Other sports, soccer, rugby,
have their red zones.
So does life, my life,
for better or for worse,
and now I know I’m in
the Red Zone.

I can see the goal line.
I can feel the tension rising.
I know the clock’s ticking down.
I can sense it, but can’t see it.
I no longer know the score,
and I don’t know whether
I’m playing offense or defense.

They tell me it’s a level playing field,
but every day they change the rules,
and today I wonder what the heck’s
the name of the game I’m playing.

Crystal Liturgy

Crystal Liturgy

Here, in the abyss,
where song-birds pluck their notes
and send them, feather-light,
floating through the air,
here, you’ll find no vale of tears,
no fears of shadow-hawks,
for all blackness is abandoned
in the interests of sunlight and song.

Here, the crystal liturgy surges,
upwards from the rejoicing heart,
ever upwards, into the realms of light,
where color and sound alike
brim over with the joy that, yes,
brings release to head and heart.

Here, seven-stringed rainbows reign,
the everlasting harp is tuned and plucked,
and an eternity of music cements
the foundations of earth and sky.

Here, the master musician conducts
his celestial choir, their voices rising,
higher and higher, until they reach
the highest sphere, and song and voice
inspire, then expire, passing from our eyes
and ears into unbounded realms of light.

Here, the seven trumpets will sound
their furious dance, a dance that will announce
the end of this singer, the end of his song,
but never the end of song itself.

Comment:

Crystal Liturgy is the first poem in the first sequence of my poetry book Septets for the End of Time. My friend Moo, the painter, supplies the paintings for the book covers. He and I have decided to hold a dialog on our views of how the painting and the poem relate to each other. Hopefully, we will continue this dialog throughout Septets for the End of Time.

“I have tried to join the ideas of sound, light, song, and voice to the idea of the Platonic Universe, where the planets dance to the music of the spheres. I wrote these poems listening to Messiaen’s Quartet for the End of Time. I allowed the music to flow through me and I responded, in words, to the images that came from the sounds, and the silences, of the music.”
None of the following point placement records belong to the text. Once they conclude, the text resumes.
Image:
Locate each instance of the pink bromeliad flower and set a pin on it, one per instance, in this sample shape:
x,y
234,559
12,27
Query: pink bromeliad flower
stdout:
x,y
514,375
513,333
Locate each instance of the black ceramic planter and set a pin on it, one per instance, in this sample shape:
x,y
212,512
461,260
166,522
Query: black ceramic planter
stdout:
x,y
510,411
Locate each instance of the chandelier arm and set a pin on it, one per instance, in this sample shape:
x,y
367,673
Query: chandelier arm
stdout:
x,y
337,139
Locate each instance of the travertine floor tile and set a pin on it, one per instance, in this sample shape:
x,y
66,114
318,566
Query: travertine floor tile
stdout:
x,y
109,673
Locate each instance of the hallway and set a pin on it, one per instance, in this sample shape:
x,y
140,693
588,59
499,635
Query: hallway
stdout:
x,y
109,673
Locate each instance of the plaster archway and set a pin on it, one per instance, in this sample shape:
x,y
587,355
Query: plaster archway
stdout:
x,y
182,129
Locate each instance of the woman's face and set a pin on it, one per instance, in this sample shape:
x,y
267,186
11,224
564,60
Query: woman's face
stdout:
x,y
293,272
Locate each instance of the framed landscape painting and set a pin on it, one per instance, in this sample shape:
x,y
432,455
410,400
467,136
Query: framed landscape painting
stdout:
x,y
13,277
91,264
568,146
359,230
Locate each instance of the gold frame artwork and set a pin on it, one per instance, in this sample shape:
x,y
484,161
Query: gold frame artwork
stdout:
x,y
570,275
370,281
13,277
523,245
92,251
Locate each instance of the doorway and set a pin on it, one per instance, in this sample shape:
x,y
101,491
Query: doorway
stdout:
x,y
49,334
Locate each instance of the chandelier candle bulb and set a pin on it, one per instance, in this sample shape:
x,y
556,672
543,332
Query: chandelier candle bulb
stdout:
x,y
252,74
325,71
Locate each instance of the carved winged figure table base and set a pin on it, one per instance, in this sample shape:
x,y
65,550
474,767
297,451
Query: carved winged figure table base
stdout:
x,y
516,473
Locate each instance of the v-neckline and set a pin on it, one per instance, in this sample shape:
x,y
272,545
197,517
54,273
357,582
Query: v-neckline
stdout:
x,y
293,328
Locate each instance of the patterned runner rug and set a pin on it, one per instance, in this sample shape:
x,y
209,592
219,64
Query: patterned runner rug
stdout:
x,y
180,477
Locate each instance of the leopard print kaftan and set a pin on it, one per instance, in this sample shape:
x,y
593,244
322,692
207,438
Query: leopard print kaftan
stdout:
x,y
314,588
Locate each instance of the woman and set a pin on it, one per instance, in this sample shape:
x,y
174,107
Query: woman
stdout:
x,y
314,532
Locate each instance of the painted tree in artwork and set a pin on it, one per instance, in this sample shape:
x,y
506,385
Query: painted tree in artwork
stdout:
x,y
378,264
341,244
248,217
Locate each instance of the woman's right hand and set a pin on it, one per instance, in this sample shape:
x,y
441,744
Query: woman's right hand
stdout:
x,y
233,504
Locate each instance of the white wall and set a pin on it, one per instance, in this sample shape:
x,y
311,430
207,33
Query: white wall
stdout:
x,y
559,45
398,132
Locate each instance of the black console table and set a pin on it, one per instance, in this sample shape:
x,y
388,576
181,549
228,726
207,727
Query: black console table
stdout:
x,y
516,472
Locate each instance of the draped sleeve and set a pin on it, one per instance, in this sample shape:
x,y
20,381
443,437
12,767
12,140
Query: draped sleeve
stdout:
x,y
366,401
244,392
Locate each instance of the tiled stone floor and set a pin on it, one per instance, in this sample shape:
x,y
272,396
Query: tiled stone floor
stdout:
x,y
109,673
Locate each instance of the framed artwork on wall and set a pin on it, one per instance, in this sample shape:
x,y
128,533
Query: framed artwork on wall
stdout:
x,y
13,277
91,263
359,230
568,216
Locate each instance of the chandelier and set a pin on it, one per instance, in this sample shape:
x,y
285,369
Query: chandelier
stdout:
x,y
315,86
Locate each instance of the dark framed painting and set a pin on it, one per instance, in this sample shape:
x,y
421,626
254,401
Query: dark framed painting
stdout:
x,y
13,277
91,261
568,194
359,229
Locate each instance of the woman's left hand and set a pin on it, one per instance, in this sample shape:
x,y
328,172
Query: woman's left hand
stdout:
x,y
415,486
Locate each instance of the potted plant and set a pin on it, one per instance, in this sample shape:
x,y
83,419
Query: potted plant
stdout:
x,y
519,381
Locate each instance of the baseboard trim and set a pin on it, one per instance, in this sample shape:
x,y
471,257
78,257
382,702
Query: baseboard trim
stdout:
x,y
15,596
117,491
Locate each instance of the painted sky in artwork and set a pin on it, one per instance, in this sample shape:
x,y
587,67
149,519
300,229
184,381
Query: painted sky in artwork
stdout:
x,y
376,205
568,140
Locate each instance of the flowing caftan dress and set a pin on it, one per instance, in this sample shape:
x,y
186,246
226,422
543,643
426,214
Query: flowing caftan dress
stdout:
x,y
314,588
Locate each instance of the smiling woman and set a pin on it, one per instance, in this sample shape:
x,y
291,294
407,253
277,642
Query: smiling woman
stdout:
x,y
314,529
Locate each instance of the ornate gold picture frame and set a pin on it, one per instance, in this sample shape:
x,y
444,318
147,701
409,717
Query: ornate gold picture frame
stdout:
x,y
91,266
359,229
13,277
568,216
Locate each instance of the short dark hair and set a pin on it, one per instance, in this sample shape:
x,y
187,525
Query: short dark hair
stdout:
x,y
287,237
“I see no sorrows here, no woes,” Moo told me. “I only see the the joy of light and existence. The shadows have been dispersed, and my painting contains a generous helping of sunshine and light. I find it very suitable for this particular poem. My painting’s starburst of energy enhances the poem’s sense of movement, strength, and light. It also contains the message that all will be well.”